Enfin, et c'est un sujet bien distinct de celui de la crise sanitaire, le projet de loi reprend des dispositions que vous aviez votées dans le projet de loi de financement de la sécurité sociale concernant la réforme du régime d'isolement et de contention en psychiatrie, pour renforcer l'intervention du juge des libertés et de la détention. Nous tirons les conséquences d'une censure du Conseil constitutionnel, qui ne portait pas sur le fond mais sur la forme : c'était un dispositif qui n'avait rien à faire dans un texte financier, alors qu'il a sa place dans ce projet de loi. Je salue, à cette occasion, l'engagement des professionnels de la santé mentale et de la psychiatrie. Je sais combien ces dispositions, très attendues, sont indispensables pour offrir un cadre juridique solide et stable à des situations très particulières.

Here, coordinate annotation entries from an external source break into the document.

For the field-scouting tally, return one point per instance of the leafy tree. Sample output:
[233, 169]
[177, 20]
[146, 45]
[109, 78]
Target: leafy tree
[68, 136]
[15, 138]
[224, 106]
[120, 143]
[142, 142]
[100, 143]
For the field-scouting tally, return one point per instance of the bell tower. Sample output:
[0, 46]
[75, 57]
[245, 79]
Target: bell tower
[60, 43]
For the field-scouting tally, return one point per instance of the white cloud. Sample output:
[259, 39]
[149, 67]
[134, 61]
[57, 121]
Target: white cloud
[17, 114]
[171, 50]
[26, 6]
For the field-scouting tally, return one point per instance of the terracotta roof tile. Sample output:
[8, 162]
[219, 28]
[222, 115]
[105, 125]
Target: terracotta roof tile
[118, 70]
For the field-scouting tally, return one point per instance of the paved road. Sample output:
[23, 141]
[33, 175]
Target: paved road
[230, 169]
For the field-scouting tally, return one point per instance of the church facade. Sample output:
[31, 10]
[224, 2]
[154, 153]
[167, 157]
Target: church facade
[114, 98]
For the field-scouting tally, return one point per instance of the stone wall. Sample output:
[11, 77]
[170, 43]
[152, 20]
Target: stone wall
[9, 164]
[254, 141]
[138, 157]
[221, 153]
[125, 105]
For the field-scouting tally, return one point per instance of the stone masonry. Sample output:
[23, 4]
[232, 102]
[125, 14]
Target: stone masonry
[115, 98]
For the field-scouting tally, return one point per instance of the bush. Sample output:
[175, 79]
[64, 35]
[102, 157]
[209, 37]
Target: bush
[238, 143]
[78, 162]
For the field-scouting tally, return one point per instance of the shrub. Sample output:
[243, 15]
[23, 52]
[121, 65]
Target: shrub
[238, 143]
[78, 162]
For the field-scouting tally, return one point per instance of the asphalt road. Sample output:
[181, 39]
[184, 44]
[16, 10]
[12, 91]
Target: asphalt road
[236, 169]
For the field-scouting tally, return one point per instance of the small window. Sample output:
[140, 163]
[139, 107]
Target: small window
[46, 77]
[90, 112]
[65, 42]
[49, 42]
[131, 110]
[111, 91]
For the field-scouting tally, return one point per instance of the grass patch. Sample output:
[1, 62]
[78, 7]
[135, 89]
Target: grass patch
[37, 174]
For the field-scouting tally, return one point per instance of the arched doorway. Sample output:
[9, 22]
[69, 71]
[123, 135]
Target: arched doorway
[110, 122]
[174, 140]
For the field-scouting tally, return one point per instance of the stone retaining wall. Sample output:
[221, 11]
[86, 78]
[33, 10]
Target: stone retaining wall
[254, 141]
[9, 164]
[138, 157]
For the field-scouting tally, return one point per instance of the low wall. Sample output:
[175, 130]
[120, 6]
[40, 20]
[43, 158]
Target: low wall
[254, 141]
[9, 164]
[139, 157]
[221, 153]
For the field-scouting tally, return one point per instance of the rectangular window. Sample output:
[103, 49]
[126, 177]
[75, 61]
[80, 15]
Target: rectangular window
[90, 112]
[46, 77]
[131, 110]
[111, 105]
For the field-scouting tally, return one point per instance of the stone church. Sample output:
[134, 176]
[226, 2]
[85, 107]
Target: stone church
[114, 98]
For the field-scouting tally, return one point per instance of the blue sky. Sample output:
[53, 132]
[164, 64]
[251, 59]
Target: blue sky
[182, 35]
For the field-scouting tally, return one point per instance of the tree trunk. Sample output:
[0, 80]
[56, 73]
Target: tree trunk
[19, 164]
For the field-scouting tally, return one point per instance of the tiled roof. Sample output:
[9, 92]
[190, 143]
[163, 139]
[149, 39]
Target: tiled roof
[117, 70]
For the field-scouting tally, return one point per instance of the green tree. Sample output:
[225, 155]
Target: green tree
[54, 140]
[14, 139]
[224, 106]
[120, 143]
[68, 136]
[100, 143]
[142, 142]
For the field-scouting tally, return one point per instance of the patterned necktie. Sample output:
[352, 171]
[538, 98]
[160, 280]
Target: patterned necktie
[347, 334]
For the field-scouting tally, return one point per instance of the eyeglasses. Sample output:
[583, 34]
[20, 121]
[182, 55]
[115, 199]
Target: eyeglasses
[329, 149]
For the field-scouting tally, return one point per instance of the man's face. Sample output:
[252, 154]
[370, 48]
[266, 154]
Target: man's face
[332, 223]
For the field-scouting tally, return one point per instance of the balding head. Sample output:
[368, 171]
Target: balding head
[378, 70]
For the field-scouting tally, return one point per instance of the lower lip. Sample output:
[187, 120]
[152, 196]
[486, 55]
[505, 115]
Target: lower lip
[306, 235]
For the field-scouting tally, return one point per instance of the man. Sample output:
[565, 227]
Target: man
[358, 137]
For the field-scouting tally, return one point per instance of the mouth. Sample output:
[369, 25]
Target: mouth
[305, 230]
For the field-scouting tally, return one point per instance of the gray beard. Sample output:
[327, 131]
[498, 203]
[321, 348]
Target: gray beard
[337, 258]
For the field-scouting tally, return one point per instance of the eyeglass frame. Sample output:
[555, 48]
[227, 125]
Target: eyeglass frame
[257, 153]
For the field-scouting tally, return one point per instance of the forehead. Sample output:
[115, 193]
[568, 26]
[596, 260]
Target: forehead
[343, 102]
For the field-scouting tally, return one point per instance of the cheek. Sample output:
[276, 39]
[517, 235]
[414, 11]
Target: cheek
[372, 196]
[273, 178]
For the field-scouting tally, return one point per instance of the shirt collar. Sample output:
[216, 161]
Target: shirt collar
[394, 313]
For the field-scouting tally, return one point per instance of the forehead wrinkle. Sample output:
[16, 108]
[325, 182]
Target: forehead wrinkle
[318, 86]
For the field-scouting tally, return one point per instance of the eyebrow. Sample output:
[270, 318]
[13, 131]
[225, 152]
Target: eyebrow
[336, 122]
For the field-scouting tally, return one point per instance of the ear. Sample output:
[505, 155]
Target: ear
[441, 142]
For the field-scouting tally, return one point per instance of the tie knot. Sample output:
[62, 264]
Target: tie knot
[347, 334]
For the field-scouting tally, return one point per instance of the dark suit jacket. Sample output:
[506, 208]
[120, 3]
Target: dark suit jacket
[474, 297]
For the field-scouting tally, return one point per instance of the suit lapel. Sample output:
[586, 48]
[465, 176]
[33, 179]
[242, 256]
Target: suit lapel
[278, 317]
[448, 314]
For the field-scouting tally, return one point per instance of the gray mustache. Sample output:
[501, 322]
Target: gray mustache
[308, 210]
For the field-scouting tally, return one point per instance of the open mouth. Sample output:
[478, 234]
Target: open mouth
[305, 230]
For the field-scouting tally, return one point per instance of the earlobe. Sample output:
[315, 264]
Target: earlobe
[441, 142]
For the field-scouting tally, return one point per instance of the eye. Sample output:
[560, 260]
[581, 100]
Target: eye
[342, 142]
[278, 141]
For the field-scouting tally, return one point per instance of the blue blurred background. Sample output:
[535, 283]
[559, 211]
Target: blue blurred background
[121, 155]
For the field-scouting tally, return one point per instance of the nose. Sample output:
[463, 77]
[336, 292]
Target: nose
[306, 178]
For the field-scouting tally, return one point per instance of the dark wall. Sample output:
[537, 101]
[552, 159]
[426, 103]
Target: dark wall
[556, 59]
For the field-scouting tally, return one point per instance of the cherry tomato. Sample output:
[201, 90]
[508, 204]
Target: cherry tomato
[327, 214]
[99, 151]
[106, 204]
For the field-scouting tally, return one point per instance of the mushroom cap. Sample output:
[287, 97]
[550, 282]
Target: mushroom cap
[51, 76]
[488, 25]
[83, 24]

Nous aurons l'occasion de revenir d'une manière approfondie sur les différentes mesures que comporte le projet de loi. Ma conviction est que c'est un texte équilibré, proportionné à l'enjeu d'une cinquième vague qui voit partout dans le monde, y compris chez nos voisins, les gouvernements faire le choix de la vigilance, de la prudence et de la protection. Nous suivons une approche graduée, raisonnable, qui fait le pari, pour que la vie continue, qu'il ne faut pas qu'elle s'arrête.
Le Gouvernement a déposé, dès l'examen en commission, quelques amendements que je vais me permettre, par respect pour les parlementaires, de présenter brièvement.
D'abord, nous souhaitons prolonger au-delà du 31 décembre trois dispositifs qui font l'objet de très fortes attentes, notamment la possibilité d'accorder une garantie de financement aux établissements de santé afin d'éviter toute rupture de trésorerie et de sécuriser les financements à l'heure où nous demandons des déprogrammations de soins. Nous voulons également prolonger le dispositif d'indemnisation des pertes d'activité pour les médecins exerçant dans les établissements de santé privés, alors que nous leur demandons de venir prêter main-forte et d'être pleinement mobilisés dans la lutte contre le covid. Il s'agit aussi de prolonger la prise en charge à 100 % par l'assurance maladie de tous les actes de téléconsultation, qui ont montré leur efficacité – je rappelle que nous sommes passés de 10 000 à 1 million de téléconsultations par semaine, notamment grâce à la prise en charge à 100 %, qui rend les choses simples.
Nous tirerons aussi, par un amendement de cohérence, les conséquences de la déclaration de l'état d'urgence sanitaire en Martinique, hier, par décret.
Enfin, trois amendements viseront à proroger certaines adaptations techniques et consensuelles adoptées lors des étapes précédentes de la crise sanitaire, notamment en ce qui concerne les règles de réunion des assemblées générales de copropriétaires, afin de tenir compte des conséquences de l'épidémie, qui peuvent faire obstacle à la tenue des réunions. Nous adapterons aussi les règles relatives à la constitution des cours d'assises pour assurer la continuité d'exercice de ces juridictions, et nous prolongerons les conditions d'organisation des examens et des concours de la fonction publique, par parallélisme avec des adaptations déjà prorogées concernant des examens dans l'enseignement supérieur.